Post by DotNotInOz on Mon May 25, 2009 2:07 pm

maya3 wrote:Ron,
It is absolutely discusting.

I think it happens more to gay people than straight. I have a feeling that a lot of straights do not have to prove that they are married.
And the fact that someone should have to prove something in that circumstance is horrible in itself.

Maya

I wouldn't count on it, Maya.

Some hospitals are so strict about enforcing medical privacy laws that you may have to prove you're married in some places.

Desk personnel at the hospital where my best friend died while I was at work several years ago couldn't even tell me she'd died when I got to the hospital and didn't find her in the ICU room where she'd been. They explained that all they could tell me was that I should contact a family member for information about her. They were unable to tell me anything beyond stating that she was no longer in the hospital.

Of course, I guessed that they meant she'd died, but for all I knew, her family might have had her transferred to another hospital.
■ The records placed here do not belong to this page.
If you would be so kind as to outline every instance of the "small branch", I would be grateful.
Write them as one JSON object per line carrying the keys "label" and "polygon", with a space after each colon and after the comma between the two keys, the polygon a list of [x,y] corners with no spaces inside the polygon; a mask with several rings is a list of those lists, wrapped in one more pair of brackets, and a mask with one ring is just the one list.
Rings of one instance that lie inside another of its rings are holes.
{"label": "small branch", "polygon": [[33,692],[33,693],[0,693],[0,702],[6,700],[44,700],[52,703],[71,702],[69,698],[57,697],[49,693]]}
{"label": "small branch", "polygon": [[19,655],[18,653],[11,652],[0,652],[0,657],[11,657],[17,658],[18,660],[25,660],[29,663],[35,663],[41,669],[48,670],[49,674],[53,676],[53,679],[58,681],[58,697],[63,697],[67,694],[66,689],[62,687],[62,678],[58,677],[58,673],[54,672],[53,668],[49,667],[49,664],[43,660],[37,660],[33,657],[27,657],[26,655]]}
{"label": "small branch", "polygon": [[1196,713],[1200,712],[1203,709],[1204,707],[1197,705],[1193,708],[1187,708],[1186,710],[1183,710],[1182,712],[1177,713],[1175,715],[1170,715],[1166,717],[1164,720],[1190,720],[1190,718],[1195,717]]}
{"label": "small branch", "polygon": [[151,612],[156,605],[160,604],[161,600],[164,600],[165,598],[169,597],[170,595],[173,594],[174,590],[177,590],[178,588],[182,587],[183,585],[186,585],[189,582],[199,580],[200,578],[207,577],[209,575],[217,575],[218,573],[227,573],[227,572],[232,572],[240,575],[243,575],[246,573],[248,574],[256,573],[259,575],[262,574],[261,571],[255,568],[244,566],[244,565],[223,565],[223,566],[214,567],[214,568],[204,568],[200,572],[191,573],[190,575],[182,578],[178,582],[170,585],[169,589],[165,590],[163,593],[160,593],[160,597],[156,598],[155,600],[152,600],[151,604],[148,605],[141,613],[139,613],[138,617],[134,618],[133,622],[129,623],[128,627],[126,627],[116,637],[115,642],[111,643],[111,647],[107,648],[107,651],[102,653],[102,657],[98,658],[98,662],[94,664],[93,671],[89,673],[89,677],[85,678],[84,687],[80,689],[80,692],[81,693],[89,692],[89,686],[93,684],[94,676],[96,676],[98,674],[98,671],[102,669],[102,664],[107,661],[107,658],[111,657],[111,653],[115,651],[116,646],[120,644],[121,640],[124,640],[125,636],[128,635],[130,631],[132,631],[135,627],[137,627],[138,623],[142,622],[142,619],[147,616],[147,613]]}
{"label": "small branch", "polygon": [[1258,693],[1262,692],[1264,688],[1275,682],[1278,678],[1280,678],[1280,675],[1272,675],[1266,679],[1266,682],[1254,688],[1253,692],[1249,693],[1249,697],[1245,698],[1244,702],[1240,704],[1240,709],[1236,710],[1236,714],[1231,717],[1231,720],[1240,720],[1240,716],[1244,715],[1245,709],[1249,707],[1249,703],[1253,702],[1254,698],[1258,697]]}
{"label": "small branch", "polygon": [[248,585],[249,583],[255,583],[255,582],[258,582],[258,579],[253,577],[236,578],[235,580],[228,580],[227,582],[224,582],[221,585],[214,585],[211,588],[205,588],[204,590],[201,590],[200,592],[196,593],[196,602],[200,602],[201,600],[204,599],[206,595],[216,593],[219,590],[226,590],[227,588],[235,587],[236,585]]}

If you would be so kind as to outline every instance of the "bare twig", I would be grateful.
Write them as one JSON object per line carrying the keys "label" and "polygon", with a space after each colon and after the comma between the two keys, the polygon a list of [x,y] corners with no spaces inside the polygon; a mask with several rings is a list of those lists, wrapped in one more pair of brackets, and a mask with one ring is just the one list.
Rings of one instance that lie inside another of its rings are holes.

This was terribly upsetting as she'd been my best friend for 25 years. She was such a private person that her younger sister had asked me a few days before that if I knew who was my friend's doctor! Even though the sisters were fairly close, apparently my friend had never mentioned that.

So, all I could do was wait to hear from her sister. I hesitated to call or go by her house since I didn't know her that well, particularly in case she was busy calling relatives because my friend had died (which turned out to be the situation, I later learned.)

Privacy laws can really present problems in these situations.